Les puissances militaires occidentales n'ont toujours pas renoncé à leurs desseins diaboliques de reconquête et de dépeçage des grands pays du Moyen-Orient; desseins hérités de l'administration George W. Bush.

La Turquie et la Russie ont besoin de l'Iran

L'Occident compte sur la Russie et la Turquie qui ont des relations (et intérêts) très étendues avec les pays occidentaux pour faire fléchir la Syrie et l'Iran. «Mais plusieurs escarmouches ont eu lieu ces derniers jours [sur Idlib] et des frappes du régime ont fait sept morts vendredi» 26 octobre. (Lemonde.fr du 27 octobre 2018 avec AFP). C'est le message envoyé par la Syrie et l'Iran aux conférenciers d'Istanbul. La Russie a vite réagi : sans la participation de l'Iran, impossible de rétablir la paix en Syrie. CQFD !

Par ailleurs, la Russie et la Turquie sont conscientes qu'elles ont besoin de l'Iran. Imaginons un instant que l'Iran retire son soutien au régime syrien : le régime chuterait rapidement; comme en Irak, on assisterait à la création d'un Kurdistan autonome au Nord de la Syrie. À son tour, la Turquie a toutes les chances de perdre le Kurdistan turc qui, associé au Kurdistan syrien, formeraient un «Grand Kurdistan» au Sud de la Turquie et sous la protection de l'Occident. La Russie perdrait ses bases militaires et devrait quitter la Syrie. Après la chute du régime syrien, ce serait le tour de l'Iran de subir la guerre et la dévastation.
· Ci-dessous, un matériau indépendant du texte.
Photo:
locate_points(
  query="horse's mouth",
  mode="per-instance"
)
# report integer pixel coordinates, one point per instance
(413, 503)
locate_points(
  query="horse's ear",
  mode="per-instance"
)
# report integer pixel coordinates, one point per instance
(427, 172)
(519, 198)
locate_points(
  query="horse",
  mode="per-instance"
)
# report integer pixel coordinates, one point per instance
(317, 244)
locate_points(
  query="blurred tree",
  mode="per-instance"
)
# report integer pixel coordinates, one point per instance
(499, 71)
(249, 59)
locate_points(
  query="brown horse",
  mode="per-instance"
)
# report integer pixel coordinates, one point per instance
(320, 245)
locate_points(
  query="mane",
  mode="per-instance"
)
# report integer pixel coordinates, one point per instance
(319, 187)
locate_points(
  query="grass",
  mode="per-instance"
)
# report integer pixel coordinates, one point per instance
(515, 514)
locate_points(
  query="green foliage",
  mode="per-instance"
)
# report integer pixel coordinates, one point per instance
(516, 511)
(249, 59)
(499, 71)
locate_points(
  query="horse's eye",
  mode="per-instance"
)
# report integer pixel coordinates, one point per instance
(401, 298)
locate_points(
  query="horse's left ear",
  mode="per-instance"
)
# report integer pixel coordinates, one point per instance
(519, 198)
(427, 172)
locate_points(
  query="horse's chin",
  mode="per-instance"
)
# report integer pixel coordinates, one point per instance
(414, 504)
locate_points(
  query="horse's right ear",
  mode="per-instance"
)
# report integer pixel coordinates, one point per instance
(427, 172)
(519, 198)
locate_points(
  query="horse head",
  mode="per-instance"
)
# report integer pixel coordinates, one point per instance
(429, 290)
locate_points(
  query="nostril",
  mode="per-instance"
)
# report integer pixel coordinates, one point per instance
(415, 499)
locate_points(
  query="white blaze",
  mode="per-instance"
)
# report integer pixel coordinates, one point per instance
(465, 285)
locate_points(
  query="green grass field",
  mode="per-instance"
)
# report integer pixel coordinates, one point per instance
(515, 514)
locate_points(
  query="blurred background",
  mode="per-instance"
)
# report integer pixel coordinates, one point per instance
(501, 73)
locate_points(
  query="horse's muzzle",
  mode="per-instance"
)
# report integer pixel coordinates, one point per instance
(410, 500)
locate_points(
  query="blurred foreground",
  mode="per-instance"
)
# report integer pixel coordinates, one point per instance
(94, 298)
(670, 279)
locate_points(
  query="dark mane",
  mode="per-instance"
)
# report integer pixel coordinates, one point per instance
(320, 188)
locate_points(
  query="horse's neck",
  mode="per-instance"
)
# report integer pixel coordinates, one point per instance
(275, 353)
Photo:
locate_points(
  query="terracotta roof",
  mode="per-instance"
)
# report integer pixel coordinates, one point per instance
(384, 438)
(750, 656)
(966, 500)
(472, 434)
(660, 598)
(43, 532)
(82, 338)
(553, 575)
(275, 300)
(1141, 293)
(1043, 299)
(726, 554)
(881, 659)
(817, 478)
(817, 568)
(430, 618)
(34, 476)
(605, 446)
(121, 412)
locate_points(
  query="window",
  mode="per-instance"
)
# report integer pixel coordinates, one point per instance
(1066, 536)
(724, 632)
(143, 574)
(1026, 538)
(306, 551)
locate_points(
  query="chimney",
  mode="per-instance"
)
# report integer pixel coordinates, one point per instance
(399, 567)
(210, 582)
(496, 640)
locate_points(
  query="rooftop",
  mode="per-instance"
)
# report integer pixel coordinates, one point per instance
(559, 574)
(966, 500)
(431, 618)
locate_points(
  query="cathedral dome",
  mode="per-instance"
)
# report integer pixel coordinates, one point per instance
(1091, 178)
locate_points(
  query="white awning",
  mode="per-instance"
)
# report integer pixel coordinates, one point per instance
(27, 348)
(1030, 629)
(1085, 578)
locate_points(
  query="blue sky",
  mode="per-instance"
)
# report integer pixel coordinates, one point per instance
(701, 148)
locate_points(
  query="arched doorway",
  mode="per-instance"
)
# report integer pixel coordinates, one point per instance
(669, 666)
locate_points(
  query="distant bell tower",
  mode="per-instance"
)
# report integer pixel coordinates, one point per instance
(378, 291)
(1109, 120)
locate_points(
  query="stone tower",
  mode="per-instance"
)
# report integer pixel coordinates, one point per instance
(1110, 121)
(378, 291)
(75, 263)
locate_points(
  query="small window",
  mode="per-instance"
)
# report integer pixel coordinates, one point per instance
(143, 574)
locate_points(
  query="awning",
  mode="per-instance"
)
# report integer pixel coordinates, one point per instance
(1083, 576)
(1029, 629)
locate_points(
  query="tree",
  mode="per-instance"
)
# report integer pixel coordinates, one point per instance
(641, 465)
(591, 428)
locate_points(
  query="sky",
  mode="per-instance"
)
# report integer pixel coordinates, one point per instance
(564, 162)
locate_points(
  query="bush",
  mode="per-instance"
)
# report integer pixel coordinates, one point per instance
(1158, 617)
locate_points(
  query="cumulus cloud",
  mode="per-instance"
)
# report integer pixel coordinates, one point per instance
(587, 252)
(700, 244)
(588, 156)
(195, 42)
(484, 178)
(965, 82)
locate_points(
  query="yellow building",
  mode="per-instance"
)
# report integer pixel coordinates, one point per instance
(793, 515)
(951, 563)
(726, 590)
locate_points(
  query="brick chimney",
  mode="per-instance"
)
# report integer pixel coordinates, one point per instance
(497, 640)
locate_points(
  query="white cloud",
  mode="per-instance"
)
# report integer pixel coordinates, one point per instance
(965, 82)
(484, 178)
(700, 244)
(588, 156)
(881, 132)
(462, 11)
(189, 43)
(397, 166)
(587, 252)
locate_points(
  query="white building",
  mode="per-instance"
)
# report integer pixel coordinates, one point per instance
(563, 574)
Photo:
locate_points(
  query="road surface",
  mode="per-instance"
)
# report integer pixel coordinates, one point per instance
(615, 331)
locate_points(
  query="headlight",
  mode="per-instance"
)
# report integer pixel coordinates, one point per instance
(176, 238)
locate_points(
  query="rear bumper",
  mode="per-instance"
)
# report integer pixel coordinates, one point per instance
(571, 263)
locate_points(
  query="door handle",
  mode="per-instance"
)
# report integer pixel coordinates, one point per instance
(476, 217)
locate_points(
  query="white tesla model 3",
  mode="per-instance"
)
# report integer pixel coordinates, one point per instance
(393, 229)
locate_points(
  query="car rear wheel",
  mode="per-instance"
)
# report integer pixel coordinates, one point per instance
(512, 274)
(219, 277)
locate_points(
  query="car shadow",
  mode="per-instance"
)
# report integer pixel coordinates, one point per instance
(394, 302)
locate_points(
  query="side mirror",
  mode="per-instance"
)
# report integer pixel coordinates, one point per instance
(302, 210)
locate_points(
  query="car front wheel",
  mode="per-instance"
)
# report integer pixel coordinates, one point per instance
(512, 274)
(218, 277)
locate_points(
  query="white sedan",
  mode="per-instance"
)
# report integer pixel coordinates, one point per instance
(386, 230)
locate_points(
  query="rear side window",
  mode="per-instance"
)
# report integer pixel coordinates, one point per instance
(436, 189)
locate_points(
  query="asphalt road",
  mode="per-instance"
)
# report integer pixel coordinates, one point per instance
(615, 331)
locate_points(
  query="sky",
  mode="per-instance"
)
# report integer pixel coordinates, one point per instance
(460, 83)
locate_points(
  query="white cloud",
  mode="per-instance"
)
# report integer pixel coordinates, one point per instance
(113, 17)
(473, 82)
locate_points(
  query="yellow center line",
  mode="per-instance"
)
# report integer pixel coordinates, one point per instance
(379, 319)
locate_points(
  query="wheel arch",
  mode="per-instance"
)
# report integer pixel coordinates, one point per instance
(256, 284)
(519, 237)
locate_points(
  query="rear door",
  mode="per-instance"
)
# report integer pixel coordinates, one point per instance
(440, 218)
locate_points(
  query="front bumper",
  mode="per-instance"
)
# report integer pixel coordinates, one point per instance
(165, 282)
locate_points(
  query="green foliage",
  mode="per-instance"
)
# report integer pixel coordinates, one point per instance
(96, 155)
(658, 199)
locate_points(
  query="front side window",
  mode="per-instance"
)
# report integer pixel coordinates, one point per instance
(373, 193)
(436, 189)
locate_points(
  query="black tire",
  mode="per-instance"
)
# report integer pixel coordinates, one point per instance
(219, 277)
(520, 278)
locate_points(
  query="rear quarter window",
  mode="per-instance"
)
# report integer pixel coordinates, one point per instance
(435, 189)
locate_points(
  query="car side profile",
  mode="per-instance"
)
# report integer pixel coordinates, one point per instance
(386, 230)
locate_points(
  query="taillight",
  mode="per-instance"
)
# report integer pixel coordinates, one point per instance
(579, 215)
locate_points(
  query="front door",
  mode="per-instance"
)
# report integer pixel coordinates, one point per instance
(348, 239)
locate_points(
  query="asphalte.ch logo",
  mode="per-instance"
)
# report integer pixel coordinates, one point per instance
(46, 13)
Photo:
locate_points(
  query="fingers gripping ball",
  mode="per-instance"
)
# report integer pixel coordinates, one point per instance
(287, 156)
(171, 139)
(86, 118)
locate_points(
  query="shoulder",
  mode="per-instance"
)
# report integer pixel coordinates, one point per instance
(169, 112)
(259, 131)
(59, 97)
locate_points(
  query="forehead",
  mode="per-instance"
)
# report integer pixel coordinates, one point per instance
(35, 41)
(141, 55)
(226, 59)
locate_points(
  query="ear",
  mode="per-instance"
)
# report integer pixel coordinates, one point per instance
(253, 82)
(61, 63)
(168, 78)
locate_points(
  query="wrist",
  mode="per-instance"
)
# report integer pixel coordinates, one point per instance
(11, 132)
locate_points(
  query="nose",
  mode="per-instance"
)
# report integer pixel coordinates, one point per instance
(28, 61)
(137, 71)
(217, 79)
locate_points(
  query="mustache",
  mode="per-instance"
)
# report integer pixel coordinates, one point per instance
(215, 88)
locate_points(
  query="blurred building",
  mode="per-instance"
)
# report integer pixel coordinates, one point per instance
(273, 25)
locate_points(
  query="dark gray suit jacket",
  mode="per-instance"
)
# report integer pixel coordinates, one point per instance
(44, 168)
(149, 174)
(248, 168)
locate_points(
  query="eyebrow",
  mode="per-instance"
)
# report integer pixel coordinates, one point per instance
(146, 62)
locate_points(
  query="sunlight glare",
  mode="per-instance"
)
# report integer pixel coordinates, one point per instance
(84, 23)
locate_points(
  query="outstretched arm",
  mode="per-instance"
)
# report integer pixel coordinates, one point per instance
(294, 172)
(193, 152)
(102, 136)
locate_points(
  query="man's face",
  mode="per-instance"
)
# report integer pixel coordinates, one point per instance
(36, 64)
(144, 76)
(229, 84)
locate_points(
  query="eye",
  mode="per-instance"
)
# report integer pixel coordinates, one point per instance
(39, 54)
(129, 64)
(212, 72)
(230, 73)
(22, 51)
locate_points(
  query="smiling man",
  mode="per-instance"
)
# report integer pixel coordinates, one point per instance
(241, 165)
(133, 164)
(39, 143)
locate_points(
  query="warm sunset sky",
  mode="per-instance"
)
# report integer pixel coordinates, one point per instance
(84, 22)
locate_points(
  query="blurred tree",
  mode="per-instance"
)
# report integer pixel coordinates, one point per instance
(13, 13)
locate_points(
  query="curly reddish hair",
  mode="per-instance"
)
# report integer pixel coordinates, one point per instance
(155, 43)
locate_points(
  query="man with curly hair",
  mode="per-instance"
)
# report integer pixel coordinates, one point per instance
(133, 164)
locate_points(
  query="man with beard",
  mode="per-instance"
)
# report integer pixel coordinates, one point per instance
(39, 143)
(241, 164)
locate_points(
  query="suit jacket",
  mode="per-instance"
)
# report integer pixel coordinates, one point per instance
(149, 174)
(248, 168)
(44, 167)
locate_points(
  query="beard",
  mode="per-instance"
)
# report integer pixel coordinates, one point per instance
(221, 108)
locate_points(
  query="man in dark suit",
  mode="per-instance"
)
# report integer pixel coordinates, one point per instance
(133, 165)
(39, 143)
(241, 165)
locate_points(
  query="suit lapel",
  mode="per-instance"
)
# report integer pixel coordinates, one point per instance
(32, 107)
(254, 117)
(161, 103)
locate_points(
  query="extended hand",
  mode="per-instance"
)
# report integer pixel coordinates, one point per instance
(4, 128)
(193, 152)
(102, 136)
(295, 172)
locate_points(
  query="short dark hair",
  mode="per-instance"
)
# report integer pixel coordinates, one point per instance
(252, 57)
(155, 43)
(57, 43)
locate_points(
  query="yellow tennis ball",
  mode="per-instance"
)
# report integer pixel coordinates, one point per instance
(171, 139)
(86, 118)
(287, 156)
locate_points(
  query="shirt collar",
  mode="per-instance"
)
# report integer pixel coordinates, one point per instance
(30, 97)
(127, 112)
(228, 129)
Le baiser de la mort d'Istanbul

Accepter la «main tendue» et les promesses du couple Macron-Merkel, c'est donner le baiser de la mort. La Russie et la Turquie - qui savent bien que les puissances militaires occidentales ne respectent jamais leurs promesses - en sont conscientes. C'est pourquoi, la conférence d'Istanbul du 27 octobre est mort né et, sans doute, n’aura jamais de suite.

L'Iran sort renforcé de cette conférence. Il imposera bientôt SA solution pour libérer Idlib : déloger militairement les derniers djihadistes. L'étape suivante, ce sera libérer les poches situées au Nord de la Syrie, détenues principalement par les combattants kurdes, soutenus par Washington. C'est une autre affaire où le pouvoir syrien pourrait, peut-être, compter sur l'armée turque et ses miliciens de «l'armée syrienne libre» (ASL). Les souverainetés territoriales syrienne et turque sont étroitement liées.